Decided March 29, 1921.
The legislature has no power to authorize the exercise of the right of suffrage, at the biennial elections of state officers, by electors who are not present at the polls either because of absence from the municipality in which the election is held or because of physical disability. The foregoing limitation has no application to legislation providing for the election of presidential electors. The duty of the supreme court to furnish advisory opinions is not limited to questions which may be adjudicated by the courts of the state. The validity of an election of a senator or a representative in congress which depends upon votes given by proxy is so doubtful that the court is unable to advise that legislation so providing would be valid.
The inquiry submitted is whether in the absence of power expressly given by constitutional amendment the legislature has power to provide as proposed. That such power does not exist was settled nearly fifty years ago not only in this state but in others with similar constitutional provisions as to all offices created by the several state constitutions.
My pending supreme court case question is—the courts have determined over a dozen times in earlier cases that legislature cannot alter or amend the mandatory election law provisions of the Constitution of N.H.
[this includes by expanding absentee voting, use of unreliable voting machines, 2024 purchase of non-secured electronic voting machines, doing away with voter-official inspections of absentee envelopes, and student and non-inhabitant inclusion with or without proper identification, AND whatever hanky-panky these career politicians can think up along with their Dominion, Accu-Vote and other corporate affiliates) …

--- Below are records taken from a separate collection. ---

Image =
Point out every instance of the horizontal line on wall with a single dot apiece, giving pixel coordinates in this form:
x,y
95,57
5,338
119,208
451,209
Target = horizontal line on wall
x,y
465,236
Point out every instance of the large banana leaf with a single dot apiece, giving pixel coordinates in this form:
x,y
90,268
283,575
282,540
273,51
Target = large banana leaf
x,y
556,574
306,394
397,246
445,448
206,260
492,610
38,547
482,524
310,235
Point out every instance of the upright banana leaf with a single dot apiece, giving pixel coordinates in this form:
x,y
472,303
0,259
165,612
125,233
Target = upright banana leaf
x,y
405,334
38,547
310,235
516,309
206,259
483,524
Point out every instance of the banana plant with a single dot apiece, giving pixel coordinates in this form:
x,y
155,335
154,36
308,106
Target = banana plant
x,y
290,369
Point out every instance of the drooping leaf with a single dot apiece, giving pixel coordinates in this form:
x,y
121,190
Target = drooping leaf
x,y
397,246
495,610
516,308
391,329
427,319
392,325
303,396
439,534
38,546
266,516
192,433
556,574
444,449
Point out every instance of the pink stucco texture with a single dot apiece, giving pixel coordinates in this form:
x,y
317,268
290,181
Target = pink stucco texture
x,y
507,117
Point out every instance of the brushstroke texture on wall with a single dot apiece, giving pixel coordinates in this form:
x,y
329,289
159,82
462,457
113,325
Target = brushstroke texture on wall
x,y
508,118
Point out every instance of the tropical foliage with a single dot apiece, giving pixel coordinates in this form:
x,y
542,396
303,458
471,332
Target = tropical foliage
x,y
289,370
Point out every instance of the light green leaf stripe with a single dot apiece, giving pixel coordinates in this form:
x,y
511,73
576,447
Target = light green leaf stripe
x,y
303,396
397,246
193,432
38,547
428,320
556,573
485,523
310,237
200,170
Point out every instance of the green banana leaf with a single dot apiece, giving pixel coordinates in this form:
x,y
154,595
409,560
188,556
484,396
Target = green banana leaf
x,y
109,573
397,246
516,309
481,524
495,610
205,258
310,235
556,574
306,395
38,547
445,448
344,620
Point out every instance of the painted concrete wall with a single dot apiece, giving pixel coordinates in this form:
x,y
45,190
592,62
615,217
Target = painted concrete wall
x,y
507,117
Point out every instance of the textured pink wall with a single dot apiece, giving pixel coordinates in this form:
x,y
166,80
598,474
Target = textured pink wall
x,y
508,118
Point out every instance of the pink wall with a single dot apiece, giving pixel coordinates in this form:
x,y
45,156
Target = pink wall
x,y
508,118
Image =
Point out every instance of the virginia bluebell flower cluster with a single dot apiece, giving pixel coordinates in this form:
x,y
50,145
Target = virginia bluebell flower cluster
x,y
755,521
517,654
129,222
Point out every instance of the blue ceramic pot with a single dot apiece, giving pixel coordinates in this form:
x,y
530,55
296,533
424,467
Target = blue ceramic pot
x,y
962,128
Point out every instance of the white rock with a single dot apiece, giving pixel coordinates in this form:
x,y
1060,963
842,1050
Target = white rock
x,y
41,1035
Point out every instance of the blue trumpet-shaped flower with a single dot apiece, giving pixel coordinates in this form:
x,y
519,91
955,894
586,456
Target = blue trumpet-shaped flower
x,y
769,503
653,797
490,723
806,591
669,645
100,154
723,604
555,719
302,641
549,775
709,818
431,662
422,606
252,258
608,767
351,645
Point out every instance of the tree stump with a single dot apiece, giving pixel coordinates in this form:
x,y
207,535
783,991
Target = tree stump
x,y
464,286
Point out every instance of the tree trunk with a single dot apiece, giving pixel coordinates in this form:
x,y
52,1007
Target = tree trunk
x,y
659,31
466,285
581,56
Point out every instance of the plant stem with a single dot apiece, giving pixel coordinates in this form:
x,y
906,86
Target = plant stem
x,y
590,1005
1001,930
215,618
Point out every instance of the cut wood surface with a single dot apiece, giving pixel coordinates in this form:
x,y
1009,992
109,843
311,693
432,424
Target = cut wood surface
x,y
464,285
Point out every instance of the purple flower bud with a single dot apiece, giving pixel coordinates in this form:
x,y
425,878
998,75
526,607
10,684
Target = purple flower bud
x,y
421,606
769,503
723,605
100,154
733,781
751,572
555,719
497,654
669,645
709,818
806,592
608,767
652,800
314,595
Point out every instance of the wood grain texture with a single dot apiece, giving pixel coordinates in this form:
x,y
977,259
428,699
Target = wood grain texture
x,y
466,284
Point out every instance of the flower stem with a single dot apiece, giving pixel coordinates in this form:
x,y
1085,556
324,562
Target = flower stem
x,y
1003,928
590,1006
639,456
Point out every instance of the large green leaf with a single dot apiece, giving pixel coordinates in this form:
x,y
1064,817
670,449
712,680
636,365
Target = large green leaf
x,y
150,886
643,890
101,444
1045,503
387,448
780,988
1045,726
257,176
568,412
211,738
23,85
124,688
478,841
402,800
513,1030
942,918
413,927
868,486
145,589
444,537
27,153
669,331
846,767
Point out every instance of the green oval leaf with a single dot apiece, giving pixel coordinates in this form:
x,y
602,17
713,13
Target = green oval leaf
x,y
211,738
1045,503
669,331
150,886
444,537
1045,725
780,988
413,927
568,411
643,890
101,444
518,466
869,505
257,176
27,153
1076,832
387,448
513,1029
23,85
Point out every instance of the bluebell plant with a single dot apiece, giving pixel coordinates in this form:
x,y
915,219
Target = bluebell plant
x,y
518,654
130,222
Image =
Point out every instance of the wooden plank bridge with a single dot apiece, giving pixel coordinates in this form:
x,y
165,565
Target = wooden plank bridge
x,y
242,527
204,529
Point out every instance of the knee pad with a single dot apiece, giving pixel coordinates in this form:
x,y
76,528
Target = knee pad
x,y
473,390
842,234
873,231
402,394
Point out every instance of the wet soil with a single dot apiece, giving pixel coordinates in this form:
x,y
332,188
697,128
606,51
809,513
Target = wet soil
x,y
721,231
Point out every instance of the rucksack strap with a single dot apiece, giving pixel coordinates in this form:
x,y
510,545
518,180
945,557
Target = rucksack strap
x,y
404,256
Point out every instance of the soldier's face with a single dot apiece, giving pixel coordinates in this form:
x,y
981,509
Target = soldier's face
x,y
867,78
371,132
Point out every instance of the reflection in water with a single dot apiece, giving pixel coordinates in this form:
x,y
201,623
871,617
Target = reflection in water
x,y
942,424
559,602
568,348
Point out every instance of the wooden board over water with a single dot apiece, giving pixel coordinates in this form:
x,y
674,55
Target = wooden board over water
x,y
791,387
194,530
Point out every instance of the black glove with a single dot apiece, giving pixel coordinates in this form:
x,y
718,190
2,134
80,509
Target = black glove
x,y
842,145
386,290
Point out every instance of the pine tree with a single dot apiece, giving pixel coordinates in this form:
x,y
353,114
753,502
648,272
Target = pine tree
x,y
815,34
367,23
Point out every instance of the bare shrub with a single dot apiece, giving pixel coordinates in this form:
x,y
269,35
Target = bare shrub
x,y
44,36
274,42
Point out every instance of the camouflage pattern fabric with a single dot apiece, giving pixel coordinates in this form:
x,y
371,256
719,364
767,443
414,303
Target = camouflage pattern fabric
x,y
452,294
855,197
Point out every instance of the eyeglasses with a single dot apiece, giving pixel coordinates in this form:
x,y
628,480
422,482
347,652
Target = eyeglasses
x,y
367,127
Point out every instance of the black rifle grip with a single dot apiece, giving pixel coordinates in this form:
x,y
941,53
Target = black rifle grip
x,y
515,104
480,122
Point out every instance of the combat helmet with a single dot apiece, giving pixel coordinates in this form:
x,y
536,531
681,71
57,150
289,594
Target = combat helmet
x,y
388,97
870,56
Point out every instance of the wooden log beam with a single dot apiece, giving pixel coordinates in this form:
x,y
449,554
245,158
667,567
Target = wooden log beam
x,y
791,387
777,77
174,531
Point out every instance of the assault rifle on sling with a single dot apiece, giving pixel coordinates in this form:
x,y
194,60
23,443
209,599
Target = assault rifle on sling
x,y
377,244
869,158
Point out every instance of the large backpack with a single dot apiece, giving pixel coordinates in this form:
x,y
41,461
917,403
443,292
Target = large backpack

These practices and patterns to improperly alter fair and equal voter rights – all require Constitutional amendment. So, does the legislature now have the power to alter state voting law by legislation? They claim before the NH Supreme Court that they may exercise “permissible legislative judgment.” Quoting Chief Justice Gordon MacDonald:
“I don’t understand what that term means. How is a permissible legislative judgement permissible if it exceeds the authority of the Constitution?
(See oral arguments starting at the 17min. mark): https://livestream.com/nhjb/events/10715419/videos/238780602
I submit the legislature has no such authority or power. This question has long been settled in various ways that the legislature and the state politicians may not ‘work around’ the mandatory constitutional requirement. Their power does not exist, and this question was settled more than one hundred fifty years ago — not only in this state but in others with similar constitutional provisions as to all offices created by the several state constitutions.